5) Bir gün Resûlüllah (s.a.v) Ebû Süfyân’a, (كلُّ الصَّيد في جَوْف الفَرا) “Ey Ebû Süfyân! Sen, ‘Tüm av, yaban eşeğinin karnındadır’ dedikleri gibisin” dedi.[6]
Resûlüllah’ın verdiği bu darb-ı meselin aslı ise şudur: Üç kişilik bir grup arkadaş, beraberce avlanmaya çıkarlar. Bunlardan birisi bir ceylan, diğeri bir tavşan, sonuncusu da bir yaban eşeği avlar. Bu durum karşısında üçüncü kişi, “Benim avım, hepinizin avını içine alacak kadar büyüktür” anlamında, “Tüm avlar, yabani eşeğin karnına girer” dedi.

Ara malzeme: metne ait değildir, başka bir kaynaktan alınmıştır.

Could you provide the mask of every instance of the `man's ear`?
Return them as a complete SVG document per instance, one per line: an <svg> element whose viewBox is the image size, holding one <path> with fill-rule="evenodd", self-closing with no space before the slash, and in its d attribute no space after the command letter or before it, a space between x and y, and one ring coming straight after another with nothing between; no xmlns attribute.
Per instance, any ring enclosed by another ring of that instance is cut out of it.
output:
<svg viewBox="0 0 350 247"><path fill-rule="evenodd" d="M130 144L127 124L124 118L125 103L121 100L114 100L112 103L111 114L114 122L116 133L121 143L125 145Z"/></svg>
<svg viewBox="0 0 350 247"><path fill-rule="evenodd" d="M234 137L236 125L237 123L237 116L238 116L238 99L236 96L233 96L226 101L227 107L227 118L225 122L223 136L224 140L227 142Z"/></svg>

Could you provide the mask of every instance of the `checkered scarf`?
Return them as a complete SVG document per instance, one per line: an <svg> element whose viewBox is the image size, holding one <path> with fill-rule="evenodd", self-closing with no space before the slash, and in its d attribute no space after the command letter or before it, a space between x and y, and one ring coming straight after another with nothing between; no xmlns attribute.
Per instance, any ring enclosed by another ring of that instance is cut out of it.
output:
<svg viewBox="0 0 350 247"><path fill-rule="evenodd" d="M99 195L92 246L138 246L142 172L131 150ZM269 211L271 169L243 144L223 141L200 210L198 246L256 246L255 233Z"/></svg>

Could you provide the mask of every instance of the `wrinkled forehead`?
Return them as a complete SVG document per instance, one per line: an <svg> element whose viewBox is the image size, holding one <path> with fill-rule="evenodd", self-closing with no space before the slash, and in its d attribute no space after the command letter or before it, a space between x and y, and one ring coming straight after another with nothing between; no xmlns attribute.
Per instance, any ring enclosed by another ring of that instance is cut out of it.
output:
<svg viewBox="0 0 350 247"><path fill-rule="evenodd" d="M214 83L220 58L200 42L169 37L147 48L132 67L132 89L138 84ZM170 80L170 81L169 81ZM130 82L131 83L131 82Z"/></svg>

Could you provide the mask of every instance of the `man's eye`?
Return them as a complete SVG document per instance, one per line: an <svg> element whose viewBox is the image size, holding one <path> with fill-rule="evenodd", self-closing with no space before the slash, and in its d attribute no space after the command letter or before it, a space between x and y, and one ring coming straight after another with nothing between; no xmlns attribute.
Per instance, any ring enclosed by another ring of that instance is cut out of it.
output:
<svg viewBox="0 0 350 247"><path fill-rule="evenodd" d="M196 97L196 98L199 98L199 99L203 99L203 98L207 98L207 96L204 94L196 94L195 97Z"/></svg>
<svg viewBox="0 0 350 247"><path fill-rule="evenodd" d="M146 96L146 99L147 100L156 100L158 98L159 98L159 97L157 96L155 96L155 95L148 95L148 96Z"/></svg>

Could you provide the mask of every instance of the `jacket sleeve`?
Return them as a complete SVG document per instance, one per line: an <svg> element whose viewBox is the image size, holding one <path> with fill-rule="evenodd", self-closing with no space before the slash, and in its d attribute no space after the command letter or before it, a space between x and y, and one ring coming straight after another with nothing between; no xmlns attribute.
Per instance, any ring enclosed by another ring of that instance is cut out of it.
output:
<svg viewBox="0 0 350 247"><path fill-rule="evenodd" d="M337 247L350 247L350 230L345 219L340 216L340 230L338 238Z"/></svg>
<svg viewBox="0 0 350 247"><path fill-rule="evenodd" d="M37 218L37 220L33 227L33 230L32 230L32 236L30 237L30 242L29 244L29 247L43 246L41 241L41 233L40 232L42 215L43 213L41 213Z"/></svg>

Ebû Süfyân, müellefetü’l-Kulub’dan olduğu için, Resûlullah (s.a.v) Mekke’nin fethinde onu huzuruna geç almıştır. Bunun üzerine canının sıkıldığını anlayınca, “Ey Ebû Süfyân, seni yanımıza geç almış olsak da, senin bizdeki değerin daha büyüktür” anlamında bu darb-ı meseli kullanarak onun gönlünü almak istemiştir.

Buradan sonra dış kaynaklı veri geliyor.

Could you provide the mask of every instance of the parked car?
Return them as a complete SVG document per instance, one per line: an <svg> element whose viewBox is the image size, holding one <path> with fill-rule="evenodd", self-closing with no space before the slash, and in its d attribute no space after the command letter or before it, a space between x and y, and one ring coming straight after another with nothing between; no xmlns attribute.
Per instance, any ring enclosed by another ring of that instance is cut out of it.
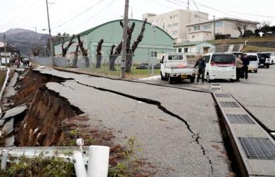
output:
<svg viewBox="0 0 275 177"><path fill-rule="evenodd" d="M188 68L186 55L180 53L166 53L161 60L161 77L172 84L174 81L189 79L194 82L195 69Z"/></svg>
<svg viewBox="0 0 275 177"><path fill-rule="evenodd" d="M269 68L270 55L268 53L258 53L259 67Z"/></svg>
<svg viewBox="0 0 275 177"><path fill-rule="evenodd" d="M148 65L149 64L147 63L144 63L138 65L136 69L137 70L144 70L144 69L148 69ZM152 69L152 64L149 65L150 69ZM161 69L161 63L156 63L153 64L153 69Z"/></svg>
<svg viewBox="0 0 275 177"><path fill-rule="evenodd" d="M248 58L249 59L249 65L248 65L248 71L254 71L258 73L258 55L257 53L247 53Z"/></svg>
<svg viewBox="0 0 275 177"><path fill-rule="evenodd" d="M275 63L275 52L269 52L270 54L270 60L269 64L274 64Z"/></svg>
<svg viewBox="0 0 275 177"><path fill-rule="evenodd" d="M236 80L235 58L232 53L207 53L203 55L206 68L205 78L207 82L215 79Z"/></svg>

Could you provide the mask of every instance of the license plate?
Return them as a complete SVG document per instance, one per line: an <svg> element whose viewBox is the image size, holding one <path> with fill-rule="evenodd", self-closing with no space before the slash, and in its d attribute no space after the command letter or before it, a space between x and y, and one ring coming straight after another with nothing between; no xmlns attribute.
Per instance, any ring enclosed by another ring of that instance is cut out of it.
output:
<svg viewBox="0 0 275 177"><path fill-rule="evenodd" d="M188 76L187 75L181 75L182 79L187 79L188 77Z"/></svg>

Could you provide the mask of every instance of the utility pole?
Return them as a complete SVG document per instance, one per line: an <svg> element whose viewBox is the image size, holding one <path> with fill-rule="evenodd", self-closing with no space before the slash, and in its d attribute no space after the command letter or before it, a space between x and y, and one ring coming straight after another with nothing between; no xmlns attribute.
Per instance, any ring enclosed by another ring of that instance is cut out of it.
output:
<svg viewBox="0 0 275 177"><path fill-rule="evenodd" d="M125 78L125 61L127 55L127 28L128 28L128 10L129 10L129 0L125 0L125 9L124 9L124 20L123 23L123 38L122 38L122 63L121 69L122 73L120 77L122 79Z"/></svg>
<svg viewBox="0 0 275 177"><path fill-rule="evenodd" d="M214 40L215 38L215 36L216 36L216 22L215 21L215 16L213 16L213 27L214 27Z"/></svg>
<svg viewBox="0 0 275 177"><path fill-rule="evenodd" d="M49 36L50 36L50 63L51 65L53 65L53 41L52 41L52 36L50 34L50 17L49 17L49 10L48 7L48 0L46 0L46 6L47 6L47 16L48 16L48 26L49 28Z"/></svg>
<svg viewBox="0 0 275 177"><path fill-rule="evenodd" d="M6 70L7 70L7 65L8 63L6 63L6 35L4 33L4 52L5 53L5 66L6 66Z"/></svg>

6) Bir gün huzurunda ibadette aşırılık anlatılınca, (إن المنبَتَّ لا أرضاً قطع ولا ظهراً أبقى) “Şüphesiz ki yolda aşırı seyredip arkadaşlarından kopan bir kimse ne yol kat eder ne de bineğini sağlam bırakır” buyurdu.[7] Hadis, “Yolculukta süratli seyreden bir kimse ifrat ederse, maksadına ulaşmadan veya yolculuğu bitmeden bineği yorulur” manasındadır. Resûlüllah (s.a.v) ibadette ifrat edeni böyle bir yolcuya benzetmiştir.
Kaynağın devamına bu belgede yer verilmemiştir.